O Canil de Aveiro, nos antigos armazéns municipais não tem condições. A solução poder ser intermunicipal.
“Maus tratos aos animais” e “irregularidades graves” foram algumas das expressões usadas pelo deputado Pedro Filipe Soares, do Bloco de Esquerda (BE), para denunciar o que, em seu entender, se passa no canil municipal de Aveiro.
Numa conferência de imprensa ocorrida à porta dos antigos armazéns municipais, onde também está instalado o canil municipal, junto à Rua das Pombas, Pedro Filipe Soares, deputado eleito pelo distrito, apontou algumas irregularidades, nomeadamente a permanência dos cães em células sobrelotadas, frias, húmidas, sem contacto com a luz natural, deficiências e, mais grave ainda, as carcaças dos animais abatidos, em vez de serem cremadas como está previsto na legislação, são colocadas em caixotes do lixo e enviadas para o aterro de Taboeira, como lixo normal.
O parlamentar recordou que essas e outras deficiências, foram observadas no canil pela Direção Geral de Veterinária (DGV) numa visita que fez ao canil municipal de Aveiro, em finais de 2011. Apesar disso, “tudo ficou na mesma”, sublinhou o presidente do grupo parlamentar do BE na Assembleia da República.

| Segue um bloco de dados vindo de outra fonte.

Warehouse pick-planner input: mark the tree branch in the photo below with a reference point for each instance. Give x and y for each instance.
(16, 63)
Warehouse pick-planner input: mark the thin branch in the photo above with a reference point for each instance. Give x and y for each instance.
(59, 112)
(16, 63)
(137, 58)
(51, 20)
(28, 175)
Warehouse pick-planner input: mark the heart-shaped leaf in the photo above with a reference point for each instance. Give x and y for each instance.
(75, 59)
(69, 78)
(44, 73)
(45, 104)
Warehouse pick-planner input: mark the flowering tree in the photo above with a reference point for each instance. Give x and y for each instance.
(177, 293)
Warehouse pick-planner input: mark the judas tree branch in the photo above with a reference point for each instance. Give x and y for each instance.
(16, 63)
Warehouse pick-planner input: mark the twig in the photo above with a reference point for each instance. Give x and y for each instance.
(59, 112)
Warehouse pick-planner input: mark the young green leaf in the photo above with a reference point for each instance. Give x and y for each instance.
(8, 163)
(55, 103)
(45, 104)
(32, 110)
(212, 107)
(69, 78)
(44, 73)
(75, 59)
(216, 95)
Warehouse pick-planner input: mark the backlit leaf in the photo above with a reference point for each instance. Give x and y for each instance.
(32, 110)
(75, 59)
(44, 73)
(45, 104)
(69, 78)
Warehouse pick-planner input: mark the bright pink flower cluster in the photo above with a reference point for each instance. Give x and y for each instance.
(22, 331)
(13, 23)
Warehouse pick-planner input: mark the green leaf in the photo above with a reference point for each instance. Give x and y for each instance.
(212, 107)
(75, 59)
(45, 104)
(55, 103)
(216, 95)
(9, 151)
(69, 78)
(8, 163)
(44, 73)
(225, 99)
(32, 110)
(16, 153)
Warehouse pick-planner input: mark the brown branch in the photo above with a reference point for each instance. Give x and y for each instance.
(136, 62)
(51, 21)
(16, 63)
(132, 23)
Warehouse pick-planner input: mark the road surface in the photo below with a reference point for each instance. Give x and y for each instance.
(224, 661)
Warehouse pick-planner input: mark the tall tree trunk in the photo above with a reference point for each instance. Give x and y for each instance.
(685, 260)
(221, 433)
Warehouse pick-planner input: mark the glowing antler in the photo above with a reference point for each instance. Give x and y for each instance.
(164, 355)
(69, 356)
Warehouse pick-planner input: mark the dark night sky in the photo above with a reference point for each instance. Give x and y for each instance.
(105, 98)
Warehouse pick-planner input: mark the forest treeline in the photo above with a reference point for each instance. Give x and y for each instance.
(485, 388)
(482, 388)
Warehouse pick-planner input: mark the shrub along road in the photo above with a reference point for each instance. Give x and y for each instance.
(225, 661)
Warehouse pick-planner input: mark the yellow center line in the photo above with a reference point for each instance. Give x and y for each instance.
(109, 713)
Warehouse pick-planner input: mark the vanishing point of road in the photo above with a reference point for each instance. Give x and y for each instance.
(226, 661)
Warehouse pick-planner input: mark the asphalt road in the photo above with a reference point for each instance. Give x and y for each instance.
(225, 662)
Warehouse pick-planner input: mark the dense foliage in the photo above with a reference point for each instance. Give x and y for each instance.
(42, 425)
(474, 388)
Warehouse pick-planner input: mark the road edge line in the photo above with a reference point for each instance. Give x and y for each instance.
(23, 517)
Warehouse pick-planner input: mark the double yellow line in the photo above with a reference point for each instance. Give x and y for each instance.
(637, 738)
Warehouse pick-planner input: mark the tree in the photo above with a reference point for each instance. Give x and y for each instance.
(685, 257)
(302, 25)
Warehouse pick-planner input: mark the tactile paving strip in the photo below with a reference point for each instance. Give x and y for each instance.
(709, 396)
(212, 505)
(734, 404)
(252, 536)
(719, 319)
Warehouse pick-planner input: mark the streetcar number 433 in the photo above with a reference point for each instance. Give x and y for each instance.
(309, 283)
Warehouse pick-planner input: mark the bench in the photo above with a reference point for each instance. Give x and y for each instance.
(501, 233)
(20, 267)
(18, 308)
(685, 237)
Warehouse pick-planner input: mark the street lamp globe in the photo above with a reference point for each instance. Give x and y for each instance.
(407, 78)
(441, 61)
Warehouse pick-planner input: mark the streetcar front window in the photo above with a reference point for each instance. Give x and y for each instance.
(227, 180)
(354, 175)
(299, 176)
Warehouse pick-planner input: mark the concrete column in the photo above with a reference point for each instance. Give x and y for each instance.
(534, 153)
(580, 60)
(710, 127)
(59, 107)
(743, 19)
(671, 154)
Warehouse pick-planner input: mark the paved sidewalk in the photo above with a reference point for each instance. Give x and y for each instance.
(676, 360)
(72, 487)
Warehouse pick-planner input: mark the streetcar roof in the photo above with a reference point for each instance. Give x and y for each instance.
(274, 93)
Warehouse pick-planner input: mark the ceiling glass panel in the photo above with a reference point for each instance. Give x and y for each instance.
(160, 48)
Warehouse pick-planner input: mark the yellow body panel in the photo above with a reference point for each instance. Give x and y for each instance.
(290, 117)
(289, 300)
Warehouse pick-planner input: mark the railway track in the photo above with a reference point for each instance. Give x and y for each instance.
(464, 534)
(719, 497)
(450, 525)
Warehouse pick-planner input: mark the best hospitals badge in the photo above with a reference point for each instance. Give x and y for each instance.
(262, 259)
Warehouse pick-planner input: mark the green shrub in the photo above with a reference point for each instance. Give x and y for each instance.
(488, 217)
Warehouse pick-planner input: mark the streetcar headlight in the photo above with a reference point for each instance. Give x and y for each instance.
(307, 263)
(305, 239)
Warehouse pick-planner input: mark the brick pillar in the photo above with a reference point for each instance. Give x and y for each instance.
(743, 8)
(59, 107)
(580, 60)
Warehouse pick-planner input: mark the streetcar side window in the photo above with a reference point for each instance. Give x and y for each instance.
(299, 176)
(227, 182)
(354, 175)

Depois de realçar que os direitos dos animais previstos na lei não estão a ser assegurados, Pedro Filipe Soares afirmou não aceitar a “chantagem” do executivo municipal aveirense que dá como alternativa o envio dos animais para o canil de Ílhavo e o consequente abate dos animais, já que a “autarquia tem há vários anos um terreno disponível para a construção de um novo canil” e também porque “há várias soluções para o problema, até intermunicipais, que podem ser adotadas”. “É uma questão de boa-vontade”, rematou.
Autarquia defendeu
solução intermunicipal
Em finais de Dezembro do ano passado, altura em que a Câmara Municipal de Aveiro tinha sob a sua responsabilidade cerca de 160 cães e 90 gatos, a vereadora Maria da Luz Nolasco referiu, numa reunião da Assembleia Municipal de Aveiro, que a resolução para o canil aveirense passava por uma solução intermunicipal.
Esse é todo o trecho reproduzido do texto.